Долюшка женская? Вспомнила Петра Савельевича и беседы его с отцом и мужем. Рабочие и крестьяне тоже маются. Долюшка русская!..

Однажды в дом Смирновых кто-то резко и требовательно постучал. Алена распахнула дверь, и незнакомая женщина, тяжело ступая натруженными, отечными ногами, прошла на кухню и со вздохом опустилась на скамью.

– Ох, и притомилась! Все ноги по коленки оттопала. Новоселы? Слышала о вас… Не дозволите часок перебыть? Ключ от моей хаты у Марьи Порфирьевны. Зашла туда – ребятня вся в разбеге, и сынка моего нет. Видать, где-то на Уссури прохлаждаются, рыбачат. Порфирьевна скоро с поденки придет, я и уйду. Испить бы. Двадцать верст отшагала – к сынку спозаранку рвалась. Вчерась, как выпустили из тюрьмы, хотела сразу сюда на крыльях лететь, да не пустили меня знакомые женщины. Знали уже, что меня выпускают, и около тюрьмы ждали. «Зачем тебе ночью шагать? Утром уйдешь». Так и пришлось у них переночевать…

– Батюшки-светы! – всполошилась Алена. – Да вы, поди-ка, Пелагея Аксенова, Николки-гармониста мать?

– Она самая, – подтвердила незнакомка. – Видать, и вы обо мне наслышаны? Не спужаетесь опальной бабы?

– Ой, да что это вы такое говорите! – вскричала Алена и бросилась со всех ног вздувать огонь в печке.

Согрела щи, вскипятила чайник, от души угощала бунтарку: знала уже о ее нелегкой борьбе с самыми чиновными и значительными людьми края.

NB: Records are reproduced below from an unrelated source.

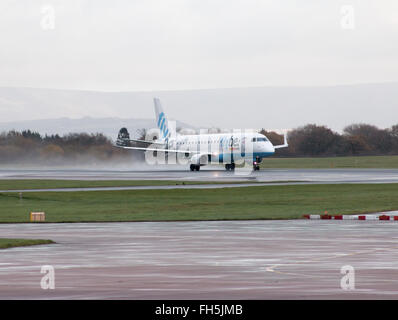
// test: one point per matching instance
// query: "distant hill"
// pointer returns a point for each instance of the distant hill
(268, 107)
(107, 126)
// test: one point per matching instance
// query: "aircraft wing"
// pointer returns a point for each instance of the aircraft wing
(148, 142)
(159, 150)
(285, 144)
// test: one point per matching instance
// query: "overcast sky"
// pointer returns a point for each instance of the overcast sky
(127, 45)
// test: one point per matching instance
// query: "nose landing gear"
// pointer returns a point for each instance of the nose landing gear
(256, 165)
(230, 166)
(194, 167)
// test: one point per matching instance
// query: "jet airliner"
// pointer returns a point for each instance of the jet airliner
(203, 149)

Когда слушала женщин, то представляла себе Аксенову: «Силачка, видать, Бова-богатырь, ежели пошла на тяжбу с такими высокими правителями». А сейчас перед ней сидела маленькая полуседая женщина, далеко не похожая ни на силачку, ни на Бову-богатыря. Только глаза, молодые, горящие, как угли, говорили о нраве гордом, отчаянном и непреклонном…

На одной из сельских сходок муж Палаги, Иннокентий Аксенов, в присутствии старосты и господина пристава, благообразного говоруна и любящего отца трех дочек-красавиц с косами до пят, смело заявил, что батрацкая веревка на шее перетерла ему холку! Он напропалую, в открытую стал обличать сельских богатеев, мздоимца пристава, губернских чиновников-взяточников в темных делишках при разделе удобных пахотных земель, которые доставались только крепким хозяевам.

– По-вашему, значит, справедливо оделить всякой неудобью, бросовым дерьмом, болотом новосела, бедняка и батрака? Значит, так и следует подносить, как на блюдечке, лучшую земельку дяде Пете, Аристарху Куприянову, Зотейке Нилову? Или, может быть, у них есть из каких достатков дать кому следует в лапу? – предерзостно допрашивал начальство и односельчан Иннокентий Аксенов.

Ему глухо, боязливо вторили взбулгаченные им мужики – деревенская бессловесная голь.

Пристав, вмиг потерявший свою благообразность, приказал вытолкать взашей смутьяна и подстрекателя к беспорядкам.

Иннокентия волокли со сходки, а он продолжал требовать немедленного передела земли:

– Все должны иметь равные права на хорошие земли!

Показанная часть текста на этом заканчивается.